The explicit separation of responsibilities between self-attention for instance segmentation and cross-attention for semantic grounding is methodologically clean. Many attention-based control methods conflate the two; NUMINA treats instance separation and noun localization as distinct subproblems.
Despite being entirely training-free, the method is not a heuristic assembly but a closed-loop pipeline: head selection determines layout quality, layout quality determines the reliability of correction, and the corrected layout feeds back into generation control.
CountBench itself is a valuable contribution. Existing video generation benchmarks predominantly assess visual quality or temporal coherence; explicitly measuring fidelity to numeral constraints is a necessary and complementary evaluation dimension.

Limitations & Future Work¶

The current method is validated for 1 to 8 object instances; higher-density scenarios remain unexplored. For tens or hundreds of instances, both region separation and the insertion cost function may require redesign.
NUMINA assumes unambiguous pairing between numeric tokens and target nouns in the prompt. For complex multi-clause prompts with multiple numeric constraints, noun-number binding may become a bottleneck.
The method requires a pre-generation pass, incurring additional inference cost. While compatibility with EasyCache is noted, overhead compared to standard generation remains non-trivial.
The layout correction procedure, particularly template copying and grid-search placement for instance insertion, is heuristic in nature.
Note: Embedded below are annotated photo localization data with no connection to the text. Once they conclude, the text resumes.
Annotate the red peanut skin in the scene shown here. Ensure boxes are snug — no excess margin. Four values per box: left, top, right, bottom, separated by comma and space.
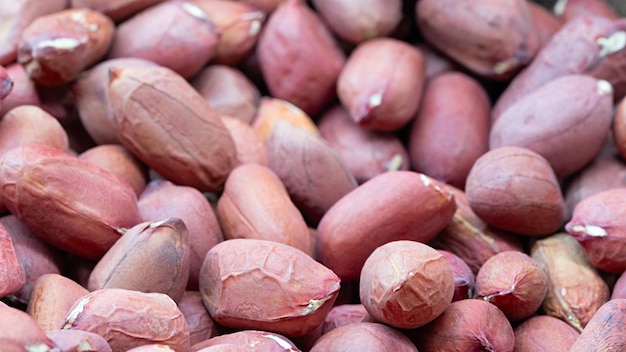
192, 65, 261, 124
27, 274, 90, 333
179, 291, 219, 346
0, 105, 69, 156
191, 330, 300, 352
17, 8, 115, 86
0, 144, 142, 259
490, 74, 613, 179
311, 322, 417, 352
221, 116, 268, 167
514, 315, 579, 352
438, 249, 475, 301
465, 146, 565, 236
2, 214, 63, 305
69, 0, 167, 21
317, 171, 456, 282
417, 0, 539, 79
566, 188, 626, 273
613, 94, 626, 160
0, 304, 58, 351
79, 144, 148, 196
0, 0, 68, 66
199, 239, 340, 337
108, 1, 219, 79
492, 16, 626, 121
570, 299, 626, 352
107, 65, 237, 192
311, 0, 402, 44
73, 57, 158, 145
191, 0, 266, 65
411, 299, 515, 352
138, 179, 224, 291
409, 72, 490, 189
47, 329, 112, 352
87, 218, 190, 303
317, 105, 410, 184
338, 38, 425, 132
267, 121, 358, 224
321, 304, 372, 335
217, 163, 311, 253
0, 222, 26, 298
359, 241, 455, 329
62, 288, 190, 351
256, 0, 345, 116
528, 1, 563, 48
612, 269, 626, 299
430, 185, 526, 274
Future work could replace this step with a continuous, differentiable layout editing formulation.
A natural extension is to unify NUMINA into a broader numeracy control framework applicable to both images and videos, and further to handle compound structural constraints involving quantity, spatial relations, and action assignment.
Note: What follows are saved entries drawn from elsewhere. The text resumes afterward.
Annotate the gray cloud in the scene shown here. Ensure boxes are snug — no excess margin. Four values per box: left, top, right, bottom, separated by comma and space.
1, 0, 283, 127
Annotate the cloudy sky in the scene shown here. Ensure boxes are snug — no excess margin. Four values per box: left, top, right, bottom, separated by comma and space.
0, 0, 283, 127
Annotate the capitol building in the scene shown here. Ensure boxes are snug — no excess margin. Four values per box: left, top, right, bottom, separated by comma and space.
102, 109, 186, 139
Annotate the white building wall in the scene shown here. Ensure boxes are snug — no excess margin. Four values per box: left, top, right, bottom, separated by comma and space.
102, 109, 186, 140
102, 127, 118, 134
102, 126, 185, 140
vs. Seed Search: Seed search amounts to repeated sampling, which is costly and uncontrolled; NUMINA explicitly identifies what is wrong and how to correct it, resulting in more consistent improvements.
vs. Prompt Enhancement: Augmenting prompts can weakly remind the model of quantity constraints but cannot resolve instance ambiguity in latent space; NUMINA directly addresses this gap.
vs. CountGen and image-based counting control methods: CountGen targets text-to-image generation and requires training an auxiliary layout completion network; NUMINA is entirely training-free and explicitly accounts for temporal stability in video.
A broader methodological insight is that many generation errors need not be corrected through retraining. When intermediate structures that are already implicitly present but not yet explicitly exploited can be identified within the model, lightweight inference-time interventions can yield substantial gains.

Rating¶

Novelty: ⭐⭐⭐⭐ Training-free numeral alignment is not a wholly new problem, but the integration of attention-based layout extraction, conservative layout correction, and video-guided generation is thorough and well-motivated.
Experimental Thoroughness: ⭐⭐⭐⭐⭐ Multi-scale Wan model evaluation, mainstream training-free baselines, detailed ablations, and a new benchmark are all executed rigorously.
Writing Quality: ⭐⭐⭐⭐ Method description is clear, with strong correspondence between experimental findings and design motivation.
Value: ⭐⭐⭐⭐⭐ Highly valuable for practical video generation, particularly in settings where retraining large models is infeasible but reliable quantity control is required.